From what we know of history’s lasting effects, it’s difficult to imagine that the influences of the Roman Empire will ever truly be lost. The concept of a system of checks and balances–a legislative, executive, and judicial branch in America–was directly taken from Rome’s system, which itself eventually failed to function as intended. When Rome fell to the west, the Byzantine Empire succeeded it as the Eastern Roman Empire. It eventually fell to the Ottomon Empire. It might surprise people to know that there was another attempt at resurrecting the Roman Empire. What and where was Third Rome, and who conceived such an undertaking?
Constantinople, the capital of the Byzantine Empire, fell to the Ottomans on May 29 of 1453. It didn’t take long for someone to claim credit for inheriting the legacy. Some members of the church decided that Moscow was as good a place as any, and so the seeds that would grow into a short-lived Third Rome were sown. These events weren’t surprising. Rome’s past can be seen anywhere you look. Buildings constructed during ancient times still stand, and were replicated everywhere, especially in places like New York City or Washington D.C.
The Russian claim was contested by the Ottomans who had taken the Eastern Roman Empire for their own. It was as if brothers were fighting for their claim as heirs. Only one could win the right. The claim of Mehmed II wasn’t recognized by the Roman Catholic Church that still had great influence (and does to this day) in the west. Additional claims were made by the Greeks, Bulgarians, Serbians, Germans, French, and Italians.

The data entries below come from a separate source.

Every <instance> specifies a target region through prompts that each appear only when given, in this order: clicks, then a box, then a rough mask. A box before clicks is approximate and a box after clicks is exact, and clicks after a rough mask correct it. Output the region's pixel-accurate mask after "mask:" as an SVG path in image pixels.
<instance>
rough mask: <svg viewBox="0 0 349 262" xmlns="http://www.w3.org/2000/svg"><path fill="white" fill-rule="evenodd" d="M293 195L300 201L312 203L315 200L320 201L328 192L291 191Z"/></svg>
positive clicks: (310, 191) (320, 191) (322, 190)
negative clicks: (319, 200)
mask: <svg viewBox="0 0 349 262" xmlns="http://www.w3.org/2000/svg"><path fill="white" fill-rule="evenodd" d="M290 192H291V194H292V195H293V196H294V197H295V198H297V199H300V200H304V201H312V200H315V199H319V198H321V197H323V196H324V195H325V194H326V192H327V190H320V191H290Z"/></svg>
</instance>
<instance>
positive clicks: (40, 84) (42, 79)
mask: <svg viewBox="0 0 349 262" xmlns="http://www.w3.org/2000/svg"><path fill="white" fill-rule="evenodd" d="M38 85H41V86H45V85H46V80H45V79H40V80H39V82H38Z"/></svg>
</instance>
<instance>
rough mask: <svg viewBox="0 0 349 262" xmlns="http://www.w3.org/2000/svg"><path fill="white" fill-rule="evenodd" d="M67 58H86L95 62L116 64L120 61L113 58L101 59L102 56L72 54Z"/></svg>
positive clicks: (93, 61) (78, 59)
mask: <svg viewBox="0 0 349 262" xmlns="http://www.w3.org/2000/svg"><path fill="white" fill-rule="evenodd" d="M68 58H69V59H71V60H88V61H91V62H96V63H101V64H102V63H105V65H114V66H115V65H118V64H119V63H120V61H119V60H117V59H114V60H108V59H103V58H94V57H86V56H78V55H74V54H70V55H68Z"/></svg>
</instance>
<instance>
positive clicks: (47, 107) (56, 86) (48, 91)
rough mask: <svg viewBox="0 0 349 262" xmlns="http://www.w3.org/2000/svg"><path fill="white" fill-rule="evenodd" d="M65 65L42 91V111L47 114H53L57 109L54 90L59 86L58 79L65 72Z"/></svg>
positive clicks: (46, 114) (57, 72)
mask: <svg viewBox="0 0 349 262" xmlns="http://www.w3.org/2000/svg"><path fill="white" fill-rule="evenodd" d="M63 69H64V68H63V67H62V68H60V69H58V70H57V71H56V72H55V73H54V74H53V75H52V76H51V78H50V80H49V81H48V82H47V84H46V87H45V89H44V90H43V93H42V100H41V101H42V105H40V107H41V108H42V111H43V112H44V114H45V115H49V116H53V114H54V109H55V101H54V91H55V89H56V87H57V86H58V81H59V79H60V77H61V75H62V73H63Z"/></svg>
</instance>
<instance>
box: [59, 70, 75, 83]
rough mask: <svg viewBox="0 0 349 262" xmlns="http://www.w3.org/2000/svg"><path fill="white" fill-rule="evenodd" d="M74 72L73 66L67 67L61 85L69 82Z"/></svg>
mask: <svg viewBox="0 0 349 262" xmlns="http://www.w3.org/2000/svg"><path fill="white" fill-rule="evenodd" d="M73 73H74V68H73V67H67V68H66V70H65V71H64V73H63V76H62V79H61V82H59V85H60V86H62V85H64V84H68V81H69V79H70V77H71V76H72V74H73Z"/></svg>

The Russian Empire used a double-headed eagle for its symbolic coat of arms. When the Russian Empire died, so too did its claim for Third Rome. It shouldn’t be surprising that Italy was a key contender, since that’s where it all began. Even so, it wasn’t meant to last. Benito Mussolini referred to his hold over Italy as Third Rome. The concept still persists.

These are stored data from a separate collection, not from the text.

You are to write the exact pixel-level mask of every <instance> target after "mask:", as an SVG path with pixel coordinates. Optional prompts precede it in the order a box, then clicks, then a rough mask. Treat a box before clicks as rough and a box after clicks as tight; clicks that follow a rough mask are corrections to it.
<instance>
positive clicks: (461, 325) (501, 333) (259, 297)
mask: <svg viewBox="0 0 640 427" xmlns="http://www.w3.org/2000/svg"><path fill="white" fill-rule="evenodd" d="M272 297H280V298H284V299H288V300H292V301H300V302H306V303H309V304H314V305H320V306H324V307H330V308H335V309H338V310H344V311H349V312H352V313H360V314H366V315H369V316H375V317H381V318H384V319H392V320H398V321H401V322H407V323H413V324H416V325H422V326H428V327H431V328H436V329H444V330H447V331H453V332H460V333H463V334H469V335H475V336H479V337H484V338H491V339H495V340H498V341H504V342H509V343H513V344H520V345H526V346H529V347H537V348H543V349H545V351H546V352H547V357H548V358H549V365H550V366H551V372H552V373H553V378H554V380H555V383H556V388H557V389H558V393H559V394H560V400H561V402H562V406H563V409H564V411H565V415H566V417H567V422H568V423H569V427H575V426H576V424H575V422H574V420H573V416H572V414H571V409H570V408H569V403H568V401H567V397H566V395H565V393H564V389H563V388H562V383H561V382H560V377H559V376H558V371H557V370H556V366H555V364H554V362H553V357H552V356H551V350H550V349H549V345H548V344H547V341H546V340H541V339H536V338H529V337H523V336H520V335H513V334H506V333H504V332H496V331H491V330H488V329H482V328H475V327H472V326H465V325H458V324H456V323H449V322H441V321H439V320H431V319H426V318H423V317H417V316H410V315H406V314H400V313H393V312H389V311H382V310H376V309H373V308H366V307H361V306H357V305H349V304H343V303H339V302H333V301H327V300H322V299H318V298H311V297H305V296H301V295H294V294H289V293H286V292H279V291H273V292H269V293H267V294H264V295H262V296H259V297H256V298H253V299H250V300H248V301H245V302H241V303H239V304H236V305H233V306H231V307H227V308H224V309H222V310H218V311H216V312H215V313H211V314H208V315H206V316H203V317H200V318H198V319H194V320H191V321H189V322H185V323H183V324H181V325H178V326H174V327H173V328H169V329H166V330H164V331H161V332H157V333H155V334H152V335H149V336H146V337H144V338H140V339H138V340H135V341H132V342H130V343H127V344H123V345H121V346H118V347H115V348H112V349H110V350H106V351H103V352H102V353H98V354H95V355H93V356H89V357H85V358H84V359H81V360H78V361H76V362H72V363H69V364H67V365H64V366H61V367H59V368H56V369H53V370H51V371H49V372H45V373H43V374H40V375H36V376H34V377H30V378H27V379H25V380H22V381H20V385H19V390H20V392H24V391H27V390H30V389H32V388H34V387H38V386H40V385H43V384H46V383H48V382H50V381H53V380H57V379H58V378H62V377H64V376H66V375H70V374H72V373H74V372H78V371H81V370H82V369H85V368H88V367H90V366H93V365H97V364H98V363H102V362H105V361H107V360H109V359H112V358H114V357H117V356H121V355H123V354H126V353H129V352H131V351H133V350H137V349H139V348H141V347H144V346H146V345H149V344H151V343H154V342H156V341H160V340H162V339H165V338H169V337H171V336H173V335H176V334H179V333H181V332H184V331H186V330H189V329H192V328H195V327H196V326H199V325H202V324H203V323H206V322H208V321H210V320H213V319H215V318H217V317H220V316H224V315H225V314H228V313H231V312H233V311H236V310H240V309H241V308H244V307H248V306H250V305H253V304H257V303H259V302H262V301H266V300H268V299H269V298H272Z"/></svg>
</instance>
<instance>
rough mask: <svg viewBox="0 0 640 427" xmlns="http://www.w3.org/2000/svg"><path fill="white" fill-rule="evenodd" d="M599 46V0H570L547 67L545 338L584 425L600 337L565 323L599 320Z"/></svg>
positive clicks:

In reality, no Third Rome exists, and perhaps it never will. Many leaders have tried to use the concept to their own benefit, none succeeding. Perhaps the legacy is best left to the current European Union. Does it really matter if the legacy was never requested? Probably not. The history, the geographical location, the culture, and the lasting influences of Rome are all theirs. In no part of the world can more Roman influence be experienced than in many parts of the European Union. Today, countries that belong to European Union share a common identity, much as conquered regions of Rome did after they were assimilated into the empire. This is, in principle, Third Rome.